When 1+1=11
At a recent exhibition at the British Museum there was a collection of stones with strange writings on them. It was the language of a culture closer to The Game of Thrones than anything present day. I looked at these stones wondering "Why on earth would anyone go to the lengths of carving code in stone when they already had paper? It does not make sense.
Last night I woke up and watched another fascinating programme on the BBC between midnight and 1.00am where Professor George and Doctor Ian from Exeter University dissected the membranes and receptors of the back of a human palm in "The incredible hand" to explain how the hand operates and how tissue membranes help regulate finger movements to subtly create music on a piano. Then he sliced open the fingertip (which made me cringe) to reveal the 20,000 receptors we all have at our disposal.
There was a wonderful part where another researcher placed a banana on Professor George's forearm and he could not tell what it was, but the moment he placed it on his fingertips he could tell through information gathered via those 20,000 receptors we all have in each fingertip exactly what it was. In a repeat test he showed how those fingertips can discern not only a coin, but one coin from another. That's 100,000 bits of information in each hand which can rotate through 360 x 360 degrees. That means each finger can store 2.592e9 bits of information each, which presumably is why a blind person can easily read braille.

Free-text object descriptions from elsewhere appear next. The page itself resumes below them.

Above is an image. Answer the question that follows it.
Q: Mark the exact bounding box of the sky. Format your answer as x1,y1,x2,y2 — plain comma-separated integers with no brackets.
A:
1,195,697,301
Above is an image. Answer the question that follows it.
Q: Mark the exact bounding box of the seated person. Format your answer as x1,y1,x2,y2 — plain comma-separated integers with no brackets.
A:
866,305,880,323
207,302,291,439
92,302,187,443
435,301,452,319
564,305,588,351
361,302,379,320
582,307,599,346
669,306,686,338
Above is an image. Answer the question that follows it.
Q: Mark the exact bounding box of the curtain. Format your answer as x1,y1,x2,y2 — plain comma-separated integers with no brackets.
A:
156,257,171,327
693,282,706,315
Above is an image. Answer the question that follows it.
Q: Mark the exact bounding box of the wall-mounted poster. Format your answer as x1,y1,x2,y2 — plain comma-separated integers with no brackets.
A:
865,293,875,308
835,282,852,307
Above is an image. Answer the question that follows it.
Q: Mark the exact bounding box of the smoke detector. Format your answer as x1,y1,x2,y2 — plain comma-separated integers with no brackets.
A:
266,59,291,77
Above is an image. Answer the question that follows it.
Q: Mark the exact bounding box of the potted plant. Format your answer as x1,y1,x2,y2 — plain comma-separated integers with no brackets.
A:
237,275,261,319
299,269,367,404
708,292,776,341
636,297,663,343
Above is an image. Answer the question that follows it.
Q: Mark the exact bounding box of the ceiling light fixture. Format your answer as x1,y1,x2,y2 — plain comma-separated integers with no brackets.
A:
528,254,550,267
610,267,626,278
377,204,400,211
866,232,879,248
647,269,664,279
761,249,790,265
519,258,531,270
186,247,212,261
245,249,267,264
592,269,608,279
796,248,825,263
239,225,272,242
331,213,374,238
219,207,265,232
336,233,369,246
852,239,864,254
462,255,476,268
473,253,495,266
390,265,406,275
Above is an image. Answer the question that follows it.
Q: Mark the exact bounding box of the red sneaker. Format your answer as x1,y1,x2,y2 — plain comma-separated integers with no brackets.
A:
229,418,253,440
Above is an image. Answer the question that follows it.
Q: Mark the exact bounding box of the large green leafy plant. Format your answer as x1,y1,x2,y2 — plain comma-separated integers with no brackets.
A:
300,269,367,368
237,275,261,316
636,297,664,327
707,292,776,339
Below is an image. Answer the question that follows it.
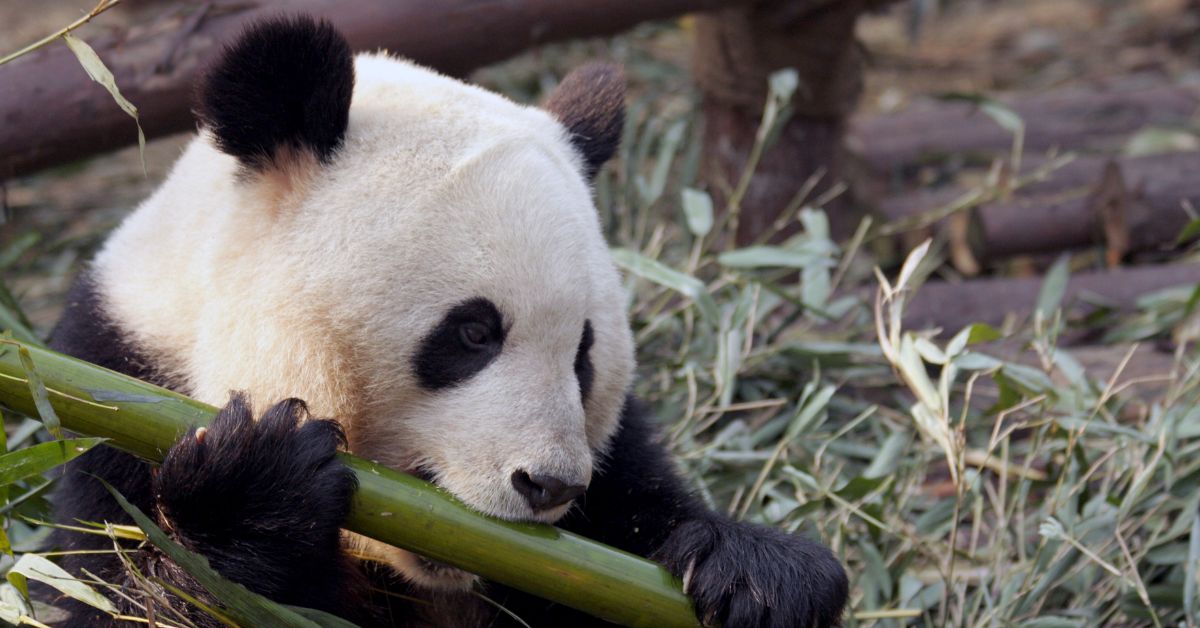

That was an eureka moment for me.
It was the moment I realised why King Nabopolassar of the Babylonian Kingdom decided to chisel out all his accounts in stone. To my knowledge, they did not have lightbulbs in 626-605 BC. However, I am sure the king in those days must have awoken in the middle of the night worried about scribes fiddling his accounts, and if they chiselled them out in stone, perhaps the king was capable of reading braille in the dark, which makes sense of the form of writing, because the king could check on his scribes' accounts at night without any of them knowing he had been there, and because the information was cast in stone it was unchangeable and in the morning, he would chop their heads off for making an error.